Artinya : “Sungguh, Kami telah menciptakan manusia dari sari pati yang berasal dari tanah. Kemudian, Kami menjadikannya sperma di dalam tempat yang kukuh (rahim). Kemudian, sperma itu Kami segumpal darah. Lalu, segumpal darah itu Kami jadikan segumpal daging. Lalu, segumpal daging itu Kami jadikan tulang belulang. Lalu, tulang belulang itu Kami bungkus dengan daging. Kemudian, Kami menjadikannya makhluk yang berbentuk lain. Maha Suci Allah SWT sebaik-baik pencipta.” (QS. Al-Mu’minun ayat 12-14).
___________________________________

Konsistensi bersama Kelompok Umat Islam dan dalam Mengikuti Salafus Sholih

Soal: Apa kewajiban seorang muslim ketika terjadi perbedaan pendapat?

Jawab: Ketahuilah bahwa Rasulullah SAW telah memerintahkan apabila terjadi perbedaan pendapat untuk tetap bersama golongan yang terbanyak, yaitu mayoritas kaum muslimin. Beliau SAW juga mengabarkan bahwa umatnya itu dijaga dari perkumpulan dalam kesesatan atau kesalahan agama. Beliau bersabda, “Sesungguhnya umatku tidak akan bersatu atas kesesatan. Jika kalian melihat perselisihan, maka kalian harus tetap bersama golongan yang terbanyak.” (HR. Ibnu Majah 3950).

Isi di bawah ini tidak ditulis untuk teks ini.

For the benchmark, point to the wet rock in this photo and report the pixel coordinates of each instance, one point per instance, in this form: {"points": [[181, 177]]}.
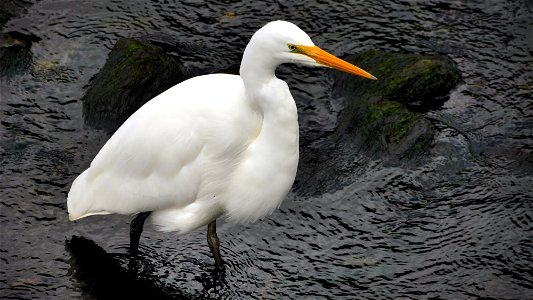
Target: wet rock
{"points": [[380, 120], [134, 73], [12, 8], [15, 54], [381, 116]]}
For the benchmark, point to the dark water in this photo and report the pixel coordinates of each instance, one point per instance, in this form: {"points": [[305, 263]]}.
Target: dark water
{"points": [[457, 226]]}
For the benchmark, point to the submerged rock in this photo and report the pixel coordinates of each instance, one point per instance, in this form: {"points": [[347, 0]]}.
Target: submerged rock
{"points": [[379, 120], [381, 116], [15, 54], [134, 73]]}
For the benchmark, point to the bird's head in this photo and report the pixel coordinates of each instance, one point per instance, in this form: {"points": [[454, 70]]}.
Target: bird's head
{"points": [[287, 43]]}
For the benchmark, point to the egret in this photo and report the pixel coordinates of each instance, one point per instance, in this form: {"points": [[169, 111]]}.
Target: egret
{"points": [[211, 146]]}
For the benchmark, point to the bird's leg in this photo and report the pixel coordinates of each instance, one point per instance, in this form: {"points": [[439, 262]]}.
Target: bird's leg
{"points": [[212, 240], [136, 228]]}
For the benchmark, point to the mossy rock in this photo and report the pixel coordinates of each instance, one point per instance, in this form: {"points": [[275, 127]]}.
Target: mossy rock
{"points": [[15, 52], [381, 116], [134, 73]]}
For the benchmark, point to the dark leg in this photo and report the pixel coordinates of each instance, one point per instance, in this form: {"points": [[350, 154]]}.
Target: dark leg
{"points": [[212, 240], [136, 228]]}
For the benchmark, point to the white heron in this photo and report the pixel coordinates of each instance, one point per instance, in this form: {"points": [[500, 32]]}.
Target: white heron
{"points": [[211, 146]]}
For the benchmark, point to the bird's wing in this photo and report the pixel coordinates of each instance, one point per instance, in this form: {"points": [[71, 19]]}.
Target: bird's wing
{"points": [[162, 156]]}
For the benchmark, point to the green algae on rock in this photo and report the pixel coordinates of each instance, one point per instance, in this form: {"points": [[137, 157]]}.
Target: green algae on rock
{"points": [[134, 73], [383, 115]]}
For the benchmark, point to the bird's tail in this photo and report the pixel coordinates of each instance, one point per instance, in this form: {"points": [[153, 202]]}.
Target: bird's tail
{"points": [[79, 200]]}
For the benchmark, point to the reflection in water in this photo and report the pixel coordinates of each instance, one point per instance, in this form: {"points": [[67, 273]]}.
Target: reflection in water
{"points": [[456, 225]]}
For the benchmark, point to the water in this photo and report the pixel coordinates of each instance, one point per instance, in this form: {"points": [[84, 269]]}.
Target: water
{"points": [[456, 225]]}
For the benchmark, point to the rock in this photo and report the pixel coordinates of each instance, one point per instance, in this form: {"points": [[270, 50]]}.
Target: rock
{"points": [[10, 9], [134, 73], [378, 120], [381, 116], [15, 54]]}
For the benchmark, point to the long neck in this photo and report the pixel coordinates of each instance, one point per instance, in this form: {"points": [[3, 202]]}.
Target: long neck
{"points": [[257, 69]]}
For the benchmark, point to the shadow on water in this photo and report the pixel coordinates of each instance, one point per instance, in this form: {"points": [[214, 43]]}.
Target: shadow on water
{"points": [[104, 275], [459, 225]]}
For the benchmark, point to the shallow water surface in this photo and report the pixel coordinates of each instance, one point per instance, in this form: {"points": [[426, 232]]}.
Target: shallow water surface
{"points": [[457, 225]]}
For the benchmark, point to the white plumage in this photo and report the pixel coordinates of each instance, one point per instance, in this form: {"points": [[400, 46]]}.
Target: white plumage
{"points": [[210, 146]]}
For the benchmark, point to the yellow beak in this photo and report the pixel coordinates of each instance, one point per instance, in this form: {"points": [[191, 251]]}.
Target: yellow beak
{"points": [[329, 60]]}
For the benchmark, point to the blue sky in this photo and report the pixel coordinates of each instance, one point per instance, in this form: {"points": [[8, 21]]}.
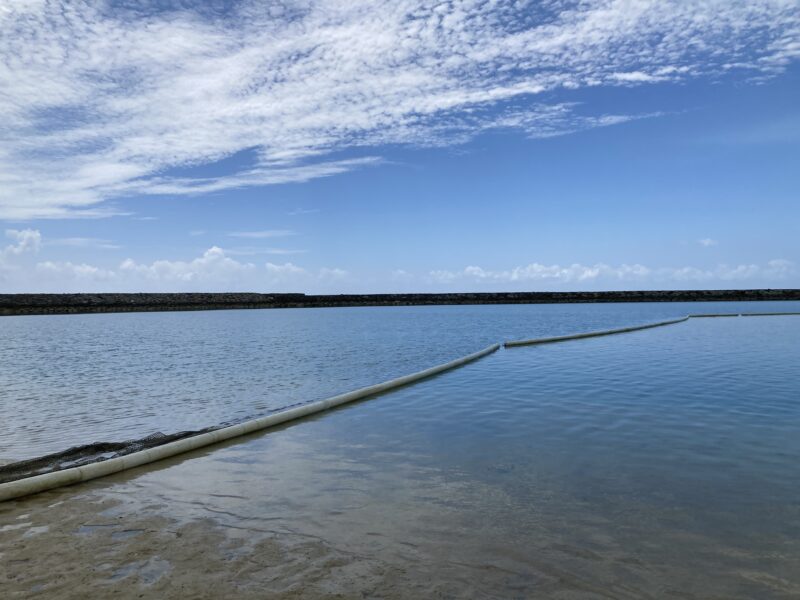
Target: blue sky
{"points": [[340, 146]]}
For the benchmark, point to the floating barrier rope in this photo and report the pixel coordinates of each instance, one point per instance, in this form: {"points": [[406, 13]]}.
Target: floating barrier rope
{"points": [[68, 476]]}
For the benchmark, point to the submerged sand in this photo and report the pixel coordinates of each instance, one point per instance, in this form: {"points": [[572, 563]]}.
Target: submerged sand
{"points": [[83, 546]]}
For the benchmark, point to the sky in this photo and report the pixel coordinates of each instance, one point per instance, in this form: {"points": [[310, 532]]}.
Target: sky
{"points": [[336, 146]]}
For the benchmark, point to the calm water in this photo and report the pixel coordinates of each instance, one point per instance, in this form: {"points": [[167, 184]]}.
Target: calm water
{"points": [[656, 464], [74, 379]]}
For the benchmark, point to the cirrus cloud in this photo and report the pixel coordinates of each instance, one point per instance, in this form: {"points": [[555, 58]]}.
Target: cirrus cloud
{"points": [[100, 101]]}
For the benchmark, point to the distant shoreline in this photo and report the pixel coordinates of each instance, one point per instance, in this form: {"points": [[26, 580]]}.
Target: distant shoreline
{"points": [[39, 304]]}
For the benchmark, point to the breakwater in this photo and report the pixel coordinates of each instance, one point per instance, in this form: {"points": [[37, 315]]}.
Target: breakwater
{"points": [[35, 304]]}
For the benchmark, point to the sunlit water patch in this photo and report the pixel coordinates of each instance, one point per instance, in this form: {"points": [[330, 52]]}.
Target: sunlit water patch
{"points": [[74, 379]]}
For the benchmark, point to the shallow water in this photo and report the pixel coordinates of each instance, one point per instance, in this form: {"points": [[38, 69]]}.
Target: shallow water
{"points": [[661, 463], [74, 379], [654, 464]]}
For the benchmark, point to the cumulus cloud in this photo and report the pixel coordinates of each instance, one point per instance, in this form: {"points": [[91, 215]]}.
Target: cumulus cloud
{"points": [[27, 240], [100, 102], [587, 275]]}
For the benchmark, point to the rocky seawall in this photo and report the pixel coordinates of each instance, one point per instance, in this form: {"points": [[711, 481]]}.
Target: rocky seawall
{"points": [[34, 304]]}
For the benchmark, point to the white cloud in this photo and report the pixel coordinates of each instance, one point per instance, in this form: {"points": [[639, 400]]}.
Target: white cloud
{"points": [[213, 267], [260, 235], [84, 242], [577, 275], [27, 240], [98, 104]]}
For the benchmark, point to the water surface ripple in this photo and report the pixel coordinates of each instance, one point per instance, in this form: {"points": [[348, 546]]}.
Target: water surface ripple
{"points": [[655, 464], [67, 380]]}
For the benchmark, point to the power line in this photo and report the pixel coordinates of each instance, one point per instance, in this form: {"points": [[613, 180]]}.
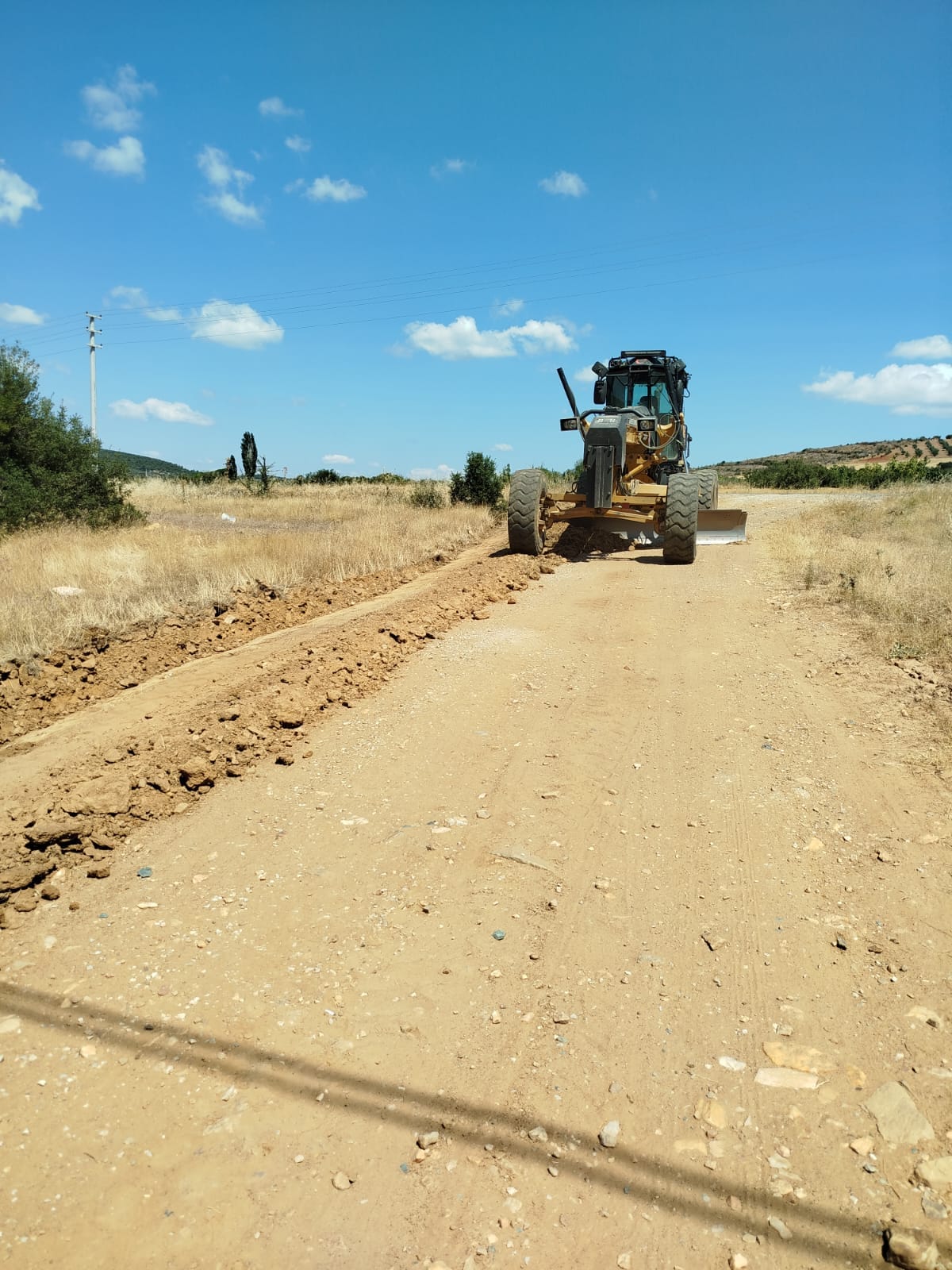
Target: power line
{"points": [[127, 319], [574, 295]]}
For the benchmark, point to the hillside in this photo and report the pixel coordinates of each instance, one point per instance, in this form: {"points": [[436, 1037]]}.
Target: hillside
{"points": [[141, 465], [931, 450]]}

Al-’Allamah as-Sindi berkata saat menjelaskan makna kalimat السواد الأعظم (golongan terbanyak), “Maknanya yaitu golongan mayoritas, karena kesepakatan mereka lebih dekat pada ijma’.”

Imam Suyuthi berkata, “Artinya kelompok manusia dan mayoritas mereka yang bersatu di atas jalan yang lurus, dan hadits itu menunjukkan sepatutnya mengamalkan pendapat mayoritas.”

Rasulullah SAW juga beesabda, “Sesungguhnya Allah SWT tidak menyatukan umatku di atas kesesatan selama-lamanya. Kekuasaan Allah SWT bersama jama’ah. Maka ikutilah golongan yang terbanyak. Barang siapa yang menyimpang, dia akan menyingkir ke dalam neraka.” (HR. Tirmidzi 2167). Demikian pula beliau bersabda, “Aku meminta kepada Tuhanku semoga umatku tidak bersatu di atas kesesatan. Lalu Dia memberikannya kepadaku.” (HR. Ahmad).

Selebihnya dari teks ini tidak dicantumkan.